Después de la recuperación de la democracia, gracias única y exclusivamente a la acción firme y contundente del pueblo boliviano y no de ningún grupo político o social, surgió la figura de una mujer, entonces, sin ningún cálculo político o interés sectario, que asumió el poder para encabezar un proceso de transición, de seguridad para consolidar la democracia recuperada y ser el árbitro imparcial y confiable para llevar adelante las elecciones de quienes después manejaran los destinos del país.
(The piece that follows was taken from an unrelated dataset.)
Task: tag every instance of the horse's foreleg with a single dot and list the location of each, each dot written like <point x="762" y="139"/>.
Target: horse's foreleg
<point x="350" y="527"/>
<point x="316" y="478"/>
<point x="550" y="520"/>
La presidente Añez mostro el coraje, la seguridad y la confianza que el pueblo boliviano necesitaba después de los tres lustros de oscurantismo neo populista y depredador. En los días que esta en el poder (hasta el viernes 24) demostró su valía que la encaminaba a convertirse en la estadista que Bolivia necesita desde hace muchísimo tiempo. El trabajo de la presidente Añez empezó bien, se tomaron las acciones que correspondía como manejar la elección y designación del Tribunal Supremo Electoral para que éste raye la cancha para las elecciones y que, además, esa era la principal función que tenía que desarrollar la presidente Añez con imparcialidad. También asumió la responsabilidad de hacer gestión, es decir, de gobernar, mostrar la realidad socioeconómica en la que había quedado Bolivia con la depredación del proceso de cambio, encarar las acciones legales ineludibles de enjuiciar a los responsables de delitos contra el Estado y de reinsertar a Bolivia en el contexto internacional. Tareas que se fueron cumpliendo a cabalidad y esa figura femenina crecía en el contexto político y social y personalmente la Presidente Añez declaraba que iba a cumplir esa alta función de gobierno con imparcialidad, sin intereses, para consolidar la democracia recuperada, poniendo a disposición de los políticos que participarían en las elecciones, los datos de la verdadera realidad de la situación económica del país para que así puedan diseñar sus programas de gobierno en caso de ser elegidos y que, ella no iba a ser candidata porque sería traicionar a lo que se había comprometido.

A pesar de lo prometido, la presidente Añez acepta postularse a ser candidata en las elecciones de mayo, destrozando de un manazo esa imagen de estadista que estaba construyendo con esfuerzo y responsabilidad, para caer en el lodo de los intereses de grupo, de políticos que ya debían irse a sus cuarteles de invierno, contradiciendo sin rubor alguno su afirmación de no ser candidata.

Que decepción, que decepción presidente Añez, de romper las expectativas de tener desde ahora hacia al futuro una estadista a quien acudir cuando Bolivia la necesite y ahora con su deleznable conducta interesada, que confianza vamos a tener que no va a usar los dineros de los bolivianos y al Ministerio de Comunicación para su campaña electoral; que confianza vamos a tener que desde el gobierno no se manipulen los resultados de las elecciones, en fin, ya no es merecedora de la confianza del pueblo. Que decepción y que frustración.